The Bank’s resource conservation programmes, in water usage, energy consumption, and waste recycling, are helping to cut down CO2 emission.
“We recognize that a better and prosperous future is linked to the well-being and health of our planet, said Hebert Wigwe, MD/CEO Access Bank. Thus, the protection of the environment is germane to us. We strive to promote the efficient use of resources and address Sustainability issues when managing risk. We also develop products and services that aim to reduce the carbon footprints of our customers.”
The Bank has been taking urgent action to combat climate change and its impacts. A number of other initiatives are also ongoing in the Bank to ensure that the businesses it lends to and finance does not have adverse environmental impacts, or at least have impacts that can be mitigated.
Amongst others, key instruments Access Bank uses to do this, have primarily included environmental impact assessments and due diligence audits of prospective projects, clients and suppliers. In furtherance of its continued commitment to environmental stewardship and responsibility, it became a pioneer member of the Environment workstream of the UNGC Local Network in Nigeria in 2016.

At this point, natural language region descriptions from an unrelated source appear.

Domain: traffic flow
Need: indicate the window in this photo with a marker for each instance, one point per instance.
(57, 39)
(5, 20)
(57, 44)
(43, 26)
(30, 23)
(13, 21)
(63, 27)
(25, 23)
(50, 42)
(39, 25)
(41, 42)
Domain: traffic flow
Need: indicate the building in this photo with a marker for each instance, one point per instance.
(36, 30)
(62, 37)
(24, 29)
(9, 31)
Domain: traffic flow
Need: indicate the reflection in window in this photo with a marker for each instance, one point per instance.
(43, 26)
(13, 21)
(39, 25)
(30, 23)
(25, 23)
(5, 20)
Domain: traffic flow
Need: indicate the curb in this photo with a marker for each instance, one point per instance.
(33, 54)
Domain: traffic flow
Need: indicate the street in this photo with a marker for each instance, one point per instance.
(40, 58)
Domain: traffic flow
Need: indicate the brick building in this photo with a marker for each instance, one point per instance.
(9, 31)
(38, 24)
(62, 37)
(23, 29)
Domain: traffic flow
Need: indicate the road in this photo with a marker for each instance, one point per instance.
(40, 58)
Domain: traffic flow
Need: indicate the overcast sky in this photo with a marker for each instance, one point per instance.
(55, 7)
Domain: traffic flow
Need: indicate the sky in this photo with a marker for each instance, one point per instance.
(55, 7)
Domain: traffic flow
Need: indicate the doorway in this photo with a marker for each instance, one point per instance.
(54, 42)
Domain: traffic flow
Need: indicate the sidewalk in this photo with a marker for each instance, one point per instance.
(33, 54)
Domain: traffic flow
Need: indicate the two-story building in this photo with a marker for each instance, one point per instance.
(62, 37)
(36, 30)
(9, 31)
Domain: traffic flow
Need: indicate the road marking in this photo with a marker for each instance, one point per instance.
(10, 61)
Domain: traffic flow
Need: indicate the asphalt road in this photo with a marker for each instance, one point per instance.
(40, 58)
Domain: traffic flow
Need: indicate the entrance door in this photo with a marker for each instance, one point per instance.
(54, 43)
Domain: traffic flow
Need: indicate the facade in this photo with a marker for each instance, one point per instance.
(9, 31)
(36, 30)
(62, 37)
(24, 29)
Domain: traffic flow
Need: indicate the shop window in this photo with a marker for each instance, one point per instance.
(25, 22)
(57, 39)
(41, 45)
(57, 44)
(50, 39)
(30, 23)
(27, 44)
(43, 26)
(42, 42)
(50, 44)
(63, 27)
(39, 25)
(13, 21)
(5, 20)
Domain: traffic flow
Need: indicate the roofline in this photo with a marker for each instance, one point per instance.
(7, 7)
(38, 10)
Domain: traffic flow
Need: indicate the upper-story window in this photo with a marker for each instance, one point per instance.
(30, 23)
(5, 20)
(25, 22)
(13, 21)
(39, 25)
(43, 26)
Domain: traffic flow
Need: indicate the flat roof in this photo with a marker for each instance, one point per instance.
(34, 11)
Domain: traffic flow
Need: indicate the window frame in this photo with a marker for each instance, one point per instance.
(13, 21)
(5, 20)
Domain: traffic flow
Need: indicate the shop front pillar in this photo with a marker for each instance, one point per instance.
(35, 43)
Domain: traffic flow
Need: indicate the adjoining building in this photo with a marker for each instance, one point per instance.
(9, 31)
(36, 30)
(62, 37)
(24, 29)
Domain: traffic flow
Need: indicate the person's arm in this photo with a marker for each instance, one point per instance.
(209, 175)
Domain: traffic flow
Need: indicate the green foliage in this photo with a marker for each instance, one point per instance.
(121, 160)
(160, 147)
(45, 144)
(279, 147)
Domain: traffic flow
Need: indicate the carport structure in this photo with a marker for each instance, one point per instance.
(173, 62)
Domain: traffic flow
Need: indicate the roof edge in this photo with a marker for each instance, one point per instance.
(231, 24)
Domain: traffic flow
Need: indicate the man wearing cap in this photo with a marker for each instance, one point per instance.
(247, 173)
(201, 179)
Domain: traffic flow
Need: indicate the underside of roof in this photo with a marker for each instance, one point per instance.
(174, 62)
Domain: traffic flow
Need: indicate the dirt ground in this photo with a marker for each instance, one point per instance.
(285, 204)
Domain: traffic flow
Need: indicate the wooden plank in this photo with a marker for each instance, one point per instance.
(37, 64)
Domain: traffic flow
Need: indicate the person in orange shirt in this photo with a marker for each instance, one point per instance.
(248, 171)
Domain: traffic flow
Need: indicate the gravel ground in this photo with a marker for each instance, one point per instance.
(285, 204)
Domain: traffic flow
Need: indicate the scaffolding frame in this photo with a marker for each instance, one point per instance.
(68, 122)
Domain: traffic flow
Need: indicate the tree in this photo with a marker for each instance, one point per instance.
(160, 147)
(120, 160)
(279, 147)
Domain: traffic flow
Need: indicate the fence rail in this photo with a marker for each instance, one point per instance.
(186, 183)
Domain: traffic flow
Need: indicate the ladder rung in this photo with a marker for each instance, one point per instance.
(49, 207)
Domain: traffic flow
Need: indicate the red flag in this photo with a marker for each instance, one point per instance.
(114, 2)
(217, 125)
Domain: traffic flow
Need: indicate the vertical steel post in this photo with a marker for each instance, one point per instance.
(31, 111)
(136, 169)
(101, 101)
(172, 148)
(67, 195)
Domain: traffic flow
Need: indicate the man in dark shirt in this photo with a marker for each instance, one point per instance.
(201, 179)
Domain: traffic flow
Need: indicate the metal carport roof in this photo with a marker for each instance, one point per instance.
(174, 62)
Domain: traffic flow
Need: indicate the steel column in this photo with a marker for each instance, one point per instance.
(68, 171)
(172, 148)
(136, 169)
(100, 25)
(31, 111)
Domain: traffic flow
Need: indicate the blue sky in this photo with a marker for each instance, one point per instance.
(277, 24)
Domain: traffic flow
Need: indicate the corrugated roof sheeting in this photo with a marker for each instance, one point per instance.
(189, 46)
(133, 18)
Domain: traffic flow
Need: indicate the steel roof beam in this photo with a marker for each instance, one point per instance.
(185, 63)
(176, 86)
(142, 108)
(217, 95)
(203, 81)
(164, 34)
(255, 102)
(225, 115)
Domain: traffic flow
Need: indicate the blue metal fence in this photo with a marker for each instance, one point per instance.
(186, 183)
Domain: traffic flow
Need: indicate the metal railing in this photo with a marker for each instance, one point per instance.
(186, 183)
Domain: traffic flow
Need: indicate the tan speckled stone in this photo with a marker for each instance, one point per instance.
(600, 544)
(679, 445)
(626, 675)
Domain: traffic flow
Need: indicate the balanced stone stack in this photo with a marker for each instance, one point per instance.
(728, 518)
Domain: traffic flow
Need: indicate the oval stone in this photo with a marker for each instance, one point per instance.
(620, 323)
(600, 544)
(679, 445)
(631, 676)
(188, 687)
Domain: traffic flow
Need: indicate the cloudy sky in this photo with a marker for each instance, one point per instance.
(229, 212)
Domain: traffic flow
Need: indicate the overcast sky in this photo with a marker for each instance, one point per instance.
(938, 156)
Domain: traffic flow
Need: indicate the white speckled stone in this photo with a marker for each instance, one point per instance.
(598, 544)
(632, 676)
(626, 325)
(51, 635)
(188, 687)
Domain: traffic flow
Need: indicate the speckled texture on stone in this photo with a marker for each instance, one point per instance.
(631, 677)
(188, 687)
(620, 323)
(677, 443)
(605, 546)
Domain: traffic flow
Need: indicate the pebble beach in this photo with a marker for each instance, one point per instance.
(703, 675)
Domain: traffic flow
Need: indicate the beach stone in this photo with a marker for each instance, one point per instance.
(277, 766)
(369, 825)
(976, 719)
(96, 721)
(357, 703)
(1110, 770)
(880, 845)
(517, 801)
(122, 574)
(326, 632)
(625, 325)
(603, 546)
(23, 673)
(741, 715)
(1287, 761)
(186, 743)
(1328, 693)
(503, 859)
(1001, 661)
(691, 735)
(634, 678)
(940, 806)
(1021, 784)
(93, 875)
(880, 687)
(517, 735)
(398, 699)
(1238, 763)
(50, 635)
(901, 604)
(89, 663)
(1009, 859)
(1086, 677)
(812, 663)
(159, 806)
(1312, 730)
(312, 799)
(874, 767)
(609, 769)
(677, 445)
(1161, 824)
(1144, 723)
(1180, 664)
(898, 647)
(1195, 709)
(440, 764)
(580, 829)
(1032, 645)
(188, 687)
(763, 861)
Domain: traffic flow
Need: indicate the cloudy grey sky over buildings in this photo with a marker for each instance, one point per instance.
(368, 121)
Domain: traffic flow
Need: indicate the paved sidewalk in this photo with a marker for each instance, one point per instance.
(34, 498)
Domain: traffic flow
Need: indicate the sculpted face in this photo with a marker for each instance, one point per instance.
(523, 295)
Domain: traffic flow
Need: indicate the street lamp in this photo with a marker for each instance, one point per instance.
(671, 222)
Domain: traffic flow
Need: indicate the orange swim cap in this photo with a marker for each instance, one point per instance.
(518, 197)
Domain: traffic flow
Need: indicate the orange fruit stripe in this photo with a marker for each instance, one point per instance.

“The rapidly-increasing urgency and need for action toward alleviating global environmental challenges continues to increase the Bank’s awareness and concern to take significant steps towards helping to solve some of the emerging global biophysical megatrends. We strongly uphold the precautionary principle, which motivates us to want to get involved, for example, in mitigating climate change, even when the scientific evidence may seem inconclusive. As part of the global efforts to combat potentially dangerous climate change, a number of initiatives exist in the Bank to curtail our greenhouse gas emissions footprint through the reduction of diesel consumption at our business locations. The Bank also makes efforts to reduce water consumption, material resources such as paper, and business travel, where possible,” adds Wigwe.
In addition, the Bank is part of the NCF programmes. The NCF is dedicated to nature conservation and sustainable development in Nigeria. NCF leads in promoting sustainable development through environmental conservation and natural resource management in Nigeria. Access bank remained a member of the Nigerian Conservation Foundation in 2016. Access Banks continues to support biodiversity preservation through our contribution towards the foundation. In 2016, Access Bank was present at the Annual General Meeting, providing valuable leadership advice and guidance.
Access Bank’s Sustainability policy is predicated on this core principle: creating economic, environmental, and value. This sets the direction for a future-orientated business strategy that balances economic success with environmental and social responsibility.
“We are also committed to the ten principles of the United Nations Global Compact, as we continuously social strive to improve our Sustainability performance. We have also embedded relevant targets of the United Nation’s 17 Sustainable Development Goals (SDGs) in our operations and activities as a major player in the financial services industry,” explained Wigwe.
Also, Access Bank’s Dustbin Project Initiative which was targeted at the residents of Dustbin Estate in Ajegunle (Ajeromi-Ifelodun LGA, Lagos), is part of its environment preservation intervention programmes. Dustbin Estate is a collection of shanties built on a heap of refuse. It is divided into two by a sewage canal full of stagnant water, which is responsible for the putrid smell that perpetually lingers across the area. The sewage canal poses innumerable health hazards and environmental issues in a community where most adult and children defecate in the open.
“The objective of this initiative, explained Wigwe, which was carried out by the General Resource Management Group of our bank, was to identify with the children living in the community and give them hope to make meaning out of their predicament.”
Access Bank provided food and clothing materials for about 150 children living in the community. The Group also built a block of five toilets and five bathrooms for the community to reduce the cases of open defecation and the risk factors associated with the practice.